Макса прорвало на ласку и любовь. И Таня, будто забывшая мужнину любовь, отвечала страстно и пылко.
Макс неистовствовал: не успевал оторваться от жены и передохнуть, как снова сдавливал в руках приятное тёплое тело жены, целовал до потери дыхания. Таня шла ему навстречу. Ей самой хотелось отдаваться мужу снова и снова. И в очередной раз страсть переплетала два тела, сплетала в тугой жгут; импульсивно двигались тела: то быстро, то медленно – они испивали напиток любви из бездонной чаши большими и маленькими глотками.
Когда снова Макс развернул Таню к себе лицом и начал осыпать его поцелуями, жена испуганно спросила: «Максимушка, да что это с тобой сегодня?
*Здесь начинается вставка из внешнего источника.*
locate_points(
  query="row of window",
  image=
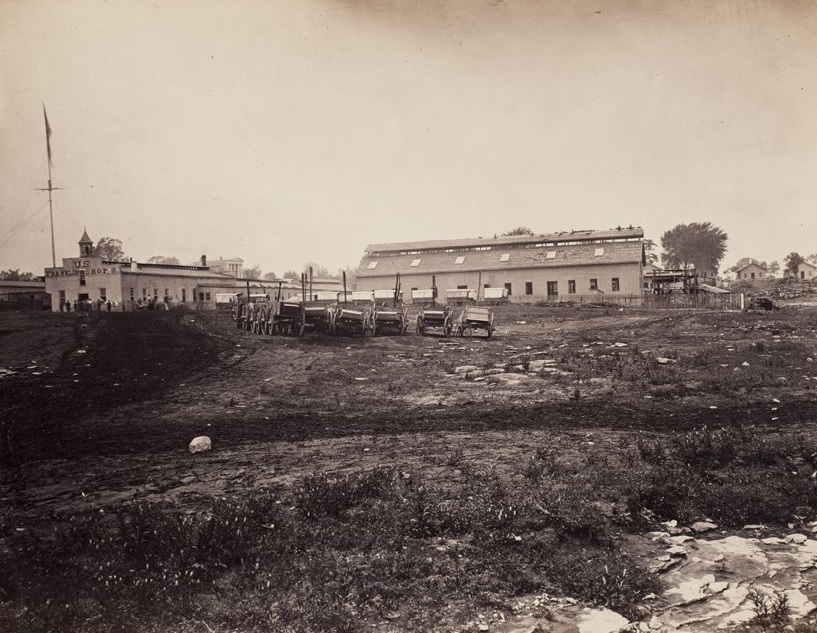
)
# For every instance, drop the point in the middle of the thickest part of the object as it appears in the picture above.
(465, 249)
(503, 257)
(553, 286)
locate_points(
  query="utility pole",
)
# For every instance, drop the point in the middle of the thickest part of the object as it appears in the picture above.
(50, 188)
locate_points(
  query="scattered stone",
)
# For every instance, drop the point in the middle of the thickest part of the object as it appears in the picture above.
(200, 444)
(601, 621)
(718, 587)
(699, 527)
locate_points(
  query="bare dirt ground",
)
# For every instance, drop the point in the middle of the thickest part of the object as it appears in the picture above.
(98, 409)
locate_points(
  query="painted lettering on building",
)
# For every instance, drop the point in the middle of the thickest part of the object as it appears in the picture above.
(62, 272)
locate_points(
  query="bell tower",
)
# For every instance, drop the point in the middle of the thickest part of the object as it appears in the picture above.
(86, 244)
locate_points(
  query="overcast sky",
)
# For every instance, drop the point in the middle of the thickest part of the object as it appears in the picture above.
(294, 131)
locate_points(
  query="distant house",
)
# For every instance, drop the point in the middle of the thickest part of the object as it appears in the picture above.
(24, 294)
(752, 271)
(806, 271)
(233, 267)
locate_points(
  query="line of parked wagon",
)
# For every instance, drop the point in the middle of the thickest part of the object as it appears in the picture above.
(355, 313)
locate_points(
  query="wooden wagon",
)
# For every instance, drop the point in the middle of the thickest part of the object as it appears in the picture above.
(317, 316)
(349, 320)
(435, 317)
(389, 320)
(475, 318)
(288, 317)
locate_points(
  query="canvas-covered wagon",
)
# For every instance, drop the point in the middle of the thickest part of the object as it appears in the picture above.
(288, 317)
(317, 315)
(435, 317)
(386, 320)
(475, 318)
(346, 319)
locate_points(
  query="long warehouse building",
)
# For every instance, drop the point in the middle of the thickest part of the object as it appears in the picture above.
(556, 266)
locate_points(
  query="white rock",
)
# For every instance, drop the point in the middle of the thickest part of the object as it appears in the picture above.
(464, 369)
(601, 621)
(200, 443)
(702, 526)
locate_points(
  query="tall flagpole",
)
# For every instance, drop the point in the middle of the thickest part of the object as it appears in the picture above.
(50, 188)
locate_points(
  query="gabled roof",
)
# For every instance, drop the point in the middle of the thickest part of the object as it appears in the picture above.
(520, 240)
(500, 258)
(755, 264)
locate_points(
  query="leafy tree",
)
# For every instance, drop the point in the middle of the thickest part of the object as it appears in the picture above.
(253, 273)
(519, 230)
(109, 248)
(792, 262)
(318, 271)
(650, 256)
(698, 245)
(14, 274)
(161, 259)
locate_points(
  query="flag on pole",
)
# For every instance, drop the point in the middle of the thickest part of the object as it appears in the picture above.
(47, 136)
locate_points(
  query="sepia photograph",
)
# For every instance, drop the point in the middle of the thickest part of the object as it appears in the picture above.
(408, 316)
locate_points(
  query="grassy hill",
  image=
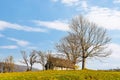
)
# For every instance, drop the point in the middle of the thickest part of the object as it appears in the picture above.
(61, 75)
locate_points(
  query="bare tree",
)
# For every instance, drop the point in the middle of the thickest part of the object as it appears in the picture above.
(29, 61)
(90, 40)
(8, 64)
(33, 57)
(41, 58)
(70, 47)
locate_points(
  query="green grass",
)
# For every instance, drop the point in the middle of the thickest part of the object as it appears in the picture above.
(61, 75)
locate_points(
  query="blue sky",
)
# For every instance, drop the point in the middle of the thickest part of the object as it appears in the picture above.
(39, 24)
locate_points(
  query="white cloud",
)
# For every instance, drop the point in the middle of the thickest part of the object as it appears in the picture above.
(5, 25)
(58, 25)
(9, 47)
(70, 2)
(20, 42)
(105, 17)
(84, 5)
(79, 4)
(54, 0)
(1, 35)
(116, 1)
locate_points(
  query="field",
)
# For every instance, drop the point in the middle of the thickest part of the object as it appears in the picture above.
(61, 75)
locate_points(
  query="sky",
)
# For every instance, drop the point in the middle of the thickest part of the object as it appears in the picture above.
(40, 24)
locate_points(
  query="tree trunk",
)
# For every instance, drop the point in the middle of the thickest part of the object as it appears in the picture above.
(83, 61)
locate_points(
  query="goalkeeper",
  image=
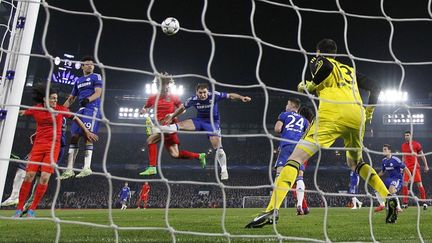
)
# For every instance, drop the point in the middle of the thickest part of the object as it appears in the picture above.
(340, 115)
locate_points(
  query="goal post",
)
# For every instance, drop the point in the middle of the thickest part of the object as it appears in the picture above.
(14, 77)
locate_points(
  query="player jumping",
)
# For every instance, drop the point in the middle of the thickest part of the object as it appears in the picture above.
(340, 114)
(166, 104)
(88, 89)
(125, 196)
(203, 102)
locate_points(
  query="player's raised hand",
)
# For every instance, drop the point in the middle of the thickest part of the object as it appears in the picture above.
(369, 114)
(246, 99)
(91, 136)
(167, 120)
(143, 111)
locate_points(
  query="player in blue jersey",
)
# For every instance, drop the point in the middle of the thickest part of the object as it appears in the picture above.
(291, 126)
(203, 102)
(88, 89)
(394, 168)
(125, 196)
(353, 189)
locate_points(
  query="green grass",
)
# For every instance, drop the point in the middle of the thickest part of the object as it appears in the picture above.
(343, 224)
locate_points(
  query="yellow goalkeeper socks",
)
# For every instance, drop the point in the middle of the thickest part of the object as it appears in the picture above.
(283, 183)
(375, 181)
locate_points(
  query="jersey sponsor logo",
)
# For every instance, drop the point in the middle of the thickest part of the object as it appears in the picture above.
(83, 84)
(203, 106)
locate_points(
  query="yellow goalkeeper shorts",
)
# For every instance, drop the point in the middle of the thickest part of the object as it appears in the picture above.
(325, 133)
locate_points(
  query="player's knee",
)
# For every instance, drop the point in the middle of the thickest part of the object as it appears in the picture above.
(29, 176)
(175, 154)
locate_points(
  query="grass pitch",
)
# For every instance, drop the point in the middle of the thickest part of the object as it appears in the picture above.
(343, 224)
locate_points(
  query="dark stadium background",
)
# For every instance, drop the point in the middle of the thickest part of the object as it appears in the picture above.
(127, 45)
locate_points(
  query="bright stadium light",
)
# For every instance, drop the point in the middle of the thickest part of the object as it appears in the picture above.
(151, 88)
(393, 96)
(133, 113)
(404, 119)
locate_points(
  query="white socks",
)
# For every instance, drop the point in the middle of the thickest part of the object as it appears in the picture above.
(73, 151)
(300, 192)
(221, 159)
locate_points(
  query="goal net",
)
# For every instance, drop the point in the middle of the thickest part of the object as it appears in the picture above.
(260, 49)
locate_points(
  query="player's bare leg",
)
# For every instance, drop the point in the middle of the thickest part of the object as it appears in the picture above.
(73, 152)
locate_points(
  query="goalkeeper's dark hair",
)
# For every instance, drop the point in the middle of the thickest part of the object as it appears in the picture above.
(388, 146)
(201, 86)
(87, 58)
(39, 92)
(327, 46)
(307, 113)
(295, 101)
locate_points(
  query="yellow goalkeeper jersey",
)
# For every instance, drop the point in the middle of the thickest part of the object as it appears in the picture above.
(340, 100)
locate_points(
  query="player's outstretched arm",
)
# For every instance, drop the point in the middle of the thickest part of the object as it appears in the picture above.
(69, 101)
(234, 96)
(89, 135)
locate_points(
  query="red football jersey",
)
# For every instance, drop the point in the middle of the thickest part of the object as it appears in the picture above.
(145, 189)
(411, 160)
(44, 125)
(166, 104)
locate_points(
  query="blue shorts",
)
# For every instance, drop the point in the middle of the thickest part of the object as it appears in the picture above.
(284, 153)
(393, 182)
(353, 189)
(205, 125)
(91, 124)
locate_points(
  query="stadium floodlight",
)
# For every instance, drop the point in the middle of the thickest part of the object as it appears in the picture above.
(151, 88)
(404, 119)
(133, 113)
(393, 96)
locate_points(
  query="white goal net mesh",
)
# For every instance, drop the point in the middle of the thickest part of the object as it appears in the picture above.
(257, 48)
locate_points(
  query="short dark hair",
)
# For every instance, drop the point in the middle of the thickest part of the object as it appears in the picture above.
(201, 86)
(307, 113)
(87, 58)
(39, 92)
(327, 46)
(296, 101)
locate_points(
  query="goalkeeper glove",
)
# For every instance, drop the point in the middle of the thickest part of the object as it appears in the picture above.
(310, 86)
(369, 114)
(84, 102)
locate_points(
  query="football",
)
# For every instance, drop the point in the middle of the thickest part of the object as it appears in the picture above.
(170, 26)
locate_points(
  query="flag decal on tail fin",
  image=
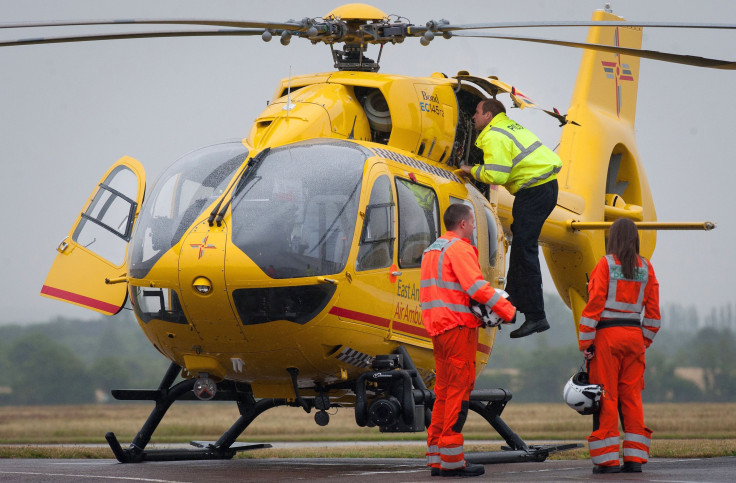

Тебя словно на твоей вахте подменили». Макс ответил, часто дыша: «Просто я соскучился лю…» Он остановился: имя фрау арцт Любы могло сорваться с языка и провал налицо детским матом в шахматах. Он кашлянул, будто поперхнулся слюной: «Соскучился по тебе Танечка, соскучился, любимая!» Таня не заметила заминки, пребывая в высшей степени наслаждения, поглаживания и поцелуи мужа уверенно вели её по узкой стезе страсти, чтобы на широком ложе любви быть его единственной, неповторимой, царицей его счастья.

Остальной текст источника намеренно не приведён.